PROJECT SUMMARY Coronaviruses (CoVs) have emerged as formidable human pathogens since their detection within human populations only 50 years ago, underlying the need to rapidly characterize their molecular mechanisms in order to thwart their infections through therapeutics. Seven CoVs that infect humans are known with a range of pathogenicity, which include the more recent virulent CoVs such as MERS, SARS-CoV-1 and SARS-CoV-2. CoVs comprise four structural proteins that includes the envelope (E), membrane (M), spike (S), and nucleocapsid (N) proteins. CoV N proteins perform numerous functions during the viral life-cycle that includes both packaging genomic RNA and manipulating the host cell machinery, making the N protein the most abundantly expressed viral protein during infection. However, the unique and diverse functions of CoV N proteins have made standard structural methods that address its molecular interactions difficult. For example, such difficulties include their promiscuity in RNA binding, engaging multiple binding sites simultaneously, and the presence of inherently dynamic regions thought to be critical for engaging RNA and host proteins. NMR offers a solution to such challenges, as multiple binding modes can be simultaneously characterized both dynamically and structurally and we have previously shown that the inherently dynamic regions within a CoV N protein (SARS-CoV-1) can be studied by NMR. Thus, the exploratory nature of this R21 proposal is to develop strategies aimed at elucidating the molecular details that underlie the SARS-CoV-2 N protein interactions with RNA (Aim 1) and host proteins (Aim 2). Based on our preliminary studies, we hypothesize that specific regions within the N protein have preferred RNA binding sites (Aim 1) and host cell cyclophilin-A binding sites (Aim 2). We will address these aims through the following: Aim 1) Determine how the SARS-CoV-2 N protein targets RNA. Biochemical and biophysical approaches that include NMR will be used to identify the high affinity binding sites of the N protein within sequences derived from genomic RNA and identify the associated dynamic and structural changes that occur upon complex formation.
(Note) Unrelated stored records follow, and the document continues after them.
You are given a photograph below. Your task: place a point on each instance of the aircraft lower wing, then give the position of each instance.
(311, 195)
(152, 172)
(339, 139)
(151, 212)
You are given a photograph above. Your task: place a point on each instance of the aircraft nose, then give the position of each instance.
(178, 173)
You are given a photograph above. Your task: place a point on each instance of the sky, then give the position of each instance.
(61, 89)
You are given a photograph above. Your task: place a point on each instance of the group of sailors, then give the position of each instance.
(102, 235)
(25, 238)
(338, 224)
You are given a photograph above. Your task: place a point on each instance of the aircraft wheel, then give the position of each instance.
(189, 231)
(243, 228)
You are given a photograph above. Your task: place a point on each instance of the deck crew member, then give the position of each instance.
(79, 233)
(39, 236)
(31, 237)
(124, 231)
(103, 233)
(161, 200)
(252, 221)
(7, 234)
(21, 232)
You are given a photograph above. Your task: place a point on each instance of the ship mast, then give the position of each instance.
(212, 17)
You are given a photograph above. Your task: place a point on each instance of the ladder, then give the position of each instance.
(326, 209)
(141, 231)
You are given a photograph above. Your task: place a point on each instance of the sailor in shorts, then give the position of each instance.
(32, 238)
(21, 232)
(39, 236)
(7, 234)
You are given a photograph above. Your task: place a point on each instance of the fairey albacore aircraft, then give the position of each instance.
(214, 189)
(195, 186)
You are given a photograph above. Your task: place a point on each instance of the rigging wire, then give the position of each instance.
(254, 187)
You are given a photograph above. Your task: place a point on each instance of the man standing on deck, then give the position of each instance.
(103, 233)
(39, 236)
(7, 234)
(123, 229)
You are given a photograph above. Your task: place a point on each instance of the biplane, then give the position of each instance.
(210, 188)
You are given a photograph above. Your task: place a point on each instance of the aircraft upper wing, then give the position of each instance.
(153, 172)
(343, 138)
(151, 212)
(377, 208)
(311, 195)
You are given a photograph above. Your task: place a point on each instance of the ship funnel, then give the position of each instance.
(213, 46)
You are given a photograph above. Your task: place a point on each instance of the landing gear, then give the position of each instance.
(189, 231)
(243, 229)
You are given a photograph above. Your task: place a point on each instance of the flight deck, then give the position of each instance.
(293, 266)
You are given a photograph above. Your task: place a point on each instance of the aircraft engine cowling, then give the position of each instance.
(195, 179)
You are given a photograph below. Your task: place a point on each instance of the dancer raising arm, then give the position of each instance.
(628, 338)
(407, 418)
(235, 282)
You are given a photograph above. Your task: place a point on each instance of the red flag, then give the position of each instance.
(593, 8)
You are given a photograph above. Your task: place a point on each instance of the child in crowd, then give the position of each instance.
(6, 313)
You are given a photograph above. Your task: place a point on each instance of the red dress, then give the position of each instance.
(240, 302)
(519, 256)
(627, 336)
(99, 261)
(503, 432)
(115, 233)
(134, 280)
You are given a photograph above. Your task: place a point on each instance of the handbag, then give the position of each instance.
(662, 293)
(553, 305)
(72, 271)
Aim 2) Determine how the SARS-CoV-2 N protein targets host cell cyclophilin-A. NMR will be used to determine whether the N protein targets the cyclophilin-A active site and whether the N protein is a substrate.

项目摘要 冠状病毒（COV）已成为强大的人类病原体，因为它们在 人口仅在50年前，是基于快速表征其分子机制的必需品 为了通过治疗剂挫败感染。感染人类的​​七个COV众所周知 致病性，其中包括最近有毒的COV，例如MERS，SARS-COV-1和SARS-COV-2。 COV包括四种结构蛋白，包括包膜（E），膜（M），Spike（S）和 Nucleocapsid（N）蛋白。 COV N蛋白在病毒生命周期中执行许多功能，包括 包装基因组RNA和操纵宿主细胞机械，使N蛋白最多 在感染过程中大量表达病毒蛋白。但是，Cov n的独特和多样化功能 蛋白质制造了标准的结构方法，以解决其分子相互作用的难度。例如， 这种困难包括它们在RNA结合中的滥交，同时与多个结合位点进行参与，以及 固有动态区域的存在被认为对吸引RNA和宿主蛋白是至关重要的。 NMR 提供解决此类挑战的解决方案，因为可以同时表征多种绑定模式 动态和结构上，我们先前已经证明了COV n内的固有动态区域 NMR可以研究蛋白质（SARS-COV-1）。因此，该R21提案的探索性是发展 旨在阐明SARS-COV-2 N蛋白相互作用的分子细节的策略 RNA（AIM 1）和宿主蛋白（AIM 2）。 基于我们的初步研究，我们假设N蛋白内的特定区域具有 首选的RNA结合位点（AIM 1）和宿主细胞环蛋白A结合位点（AIM 2）。我们将解决这些 针对以下目的： 目标1）确定SARS-COV-2 N蛋白如何靶向RNA。生化和生物物理方法 包括NMR在内，将使用NMR识别序列中N蛋白的高亲和力结合位点 源自基因组RNA，并确定在 复合形成。 AIM 2）确定SARS-COV-2 N蛋白如何靶向宿主细胞环蛋白-A。 NMR将习惯 确定N蛋白是否靶向环磷脂A活性位点以及N蛋白是否是底物。